Doctors will often find sympathy from patients. Even Mr. Gianakouras, the man who paid an extra €5,000 for his surgery, said: “We have good doctors, but they are not paid well.”
But government officials say doctors are among the biggest tax evaders in a country with plenty of them. Since Greece’s financial collapse, Nikos Lekkas and his team of tax-crime specialists have started more than 700 in-depth audits of doctors, an effort the government says is aimed at containing costs and boosting revenues. One physician declared no income for four years, Mr. Lekkas said; the auditors found €2.2 million of income in that period. Another had €53,000 in declared income and €812,000 off the books.
Giorgios Patoulis, the head of the doctors’ union in greater Athens, decries the tax audits. “The objective was mainly to smear” doctors, he said. A doctor needs a “respectable fee, so he and his family can live.”Dr. Patoulis says reimbursement rates—particularly for primary care—are exceedingly low. After expenses, he said, a doctor might see only a few euros from each visit. “We’re not satisfied with that.”

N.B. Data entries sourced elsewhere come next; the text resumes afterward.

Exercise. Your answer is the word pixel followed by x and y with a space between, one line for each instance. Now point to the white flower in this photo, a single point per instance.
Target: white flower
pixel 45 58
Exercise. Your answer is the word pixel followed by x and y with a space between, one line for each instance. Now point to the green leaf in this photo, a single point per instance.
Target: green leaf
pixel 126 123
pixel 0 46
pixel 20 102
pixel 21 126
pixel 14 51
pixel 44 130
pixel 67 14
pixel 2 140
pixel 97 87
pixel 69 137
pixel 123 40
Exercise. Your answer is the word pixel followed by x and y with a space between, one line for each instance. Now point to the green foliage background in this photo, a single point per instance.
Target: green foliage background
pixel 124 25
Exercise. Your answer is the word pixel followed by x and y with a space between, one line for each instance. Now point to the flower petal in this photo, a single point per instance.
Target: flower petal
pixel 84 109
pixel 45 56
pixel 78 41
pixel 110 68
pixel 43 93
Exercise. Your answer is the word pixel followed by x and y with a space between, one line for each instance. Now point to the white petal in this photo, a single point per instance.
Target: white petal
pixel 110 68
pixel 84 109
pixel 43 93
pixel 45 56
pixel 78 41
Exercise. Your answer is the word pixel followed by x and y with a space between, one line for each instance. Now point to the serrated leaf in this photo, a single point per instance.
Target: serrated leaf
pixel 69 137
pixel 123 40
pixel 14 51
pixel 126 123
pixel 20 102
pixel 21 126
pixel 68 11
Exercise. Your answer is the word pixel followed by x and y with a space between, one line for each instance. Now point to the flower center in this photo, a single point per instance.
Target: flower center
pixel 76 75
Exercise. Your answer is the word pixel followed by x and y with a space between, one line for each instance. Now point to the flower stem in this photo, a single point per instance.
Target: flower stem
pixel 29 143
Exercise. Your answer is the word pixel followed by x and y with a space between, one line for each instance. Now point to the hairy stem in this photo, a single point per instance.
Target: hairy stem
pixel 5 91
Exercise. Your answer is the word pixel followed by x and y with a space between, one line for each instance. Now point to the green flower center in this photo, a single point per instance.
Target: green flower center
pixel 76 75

Dr. Patoulis, an orthopedic surgeon, is also the mayor of the Athens suburb of Maroussi. The town-hall office in which he receives visitors is adorned with elegant carpets, a clutch of leather club chairs and a dark wood conference table. On one wall hangs a replica of Jacques-Louis David’s painting of the coronation by Napoleon of Empress Josephine.
He said the fakelaki are a consequence of low salaries and the state’s attempts to run a system on the cheap. “Above all, the state needs to make clear what kind of health care it wants to provide its citizens,” Dr. Patoulis said. “When it says the system should be free, it should be free. That means payment for the doctors who carry this out.”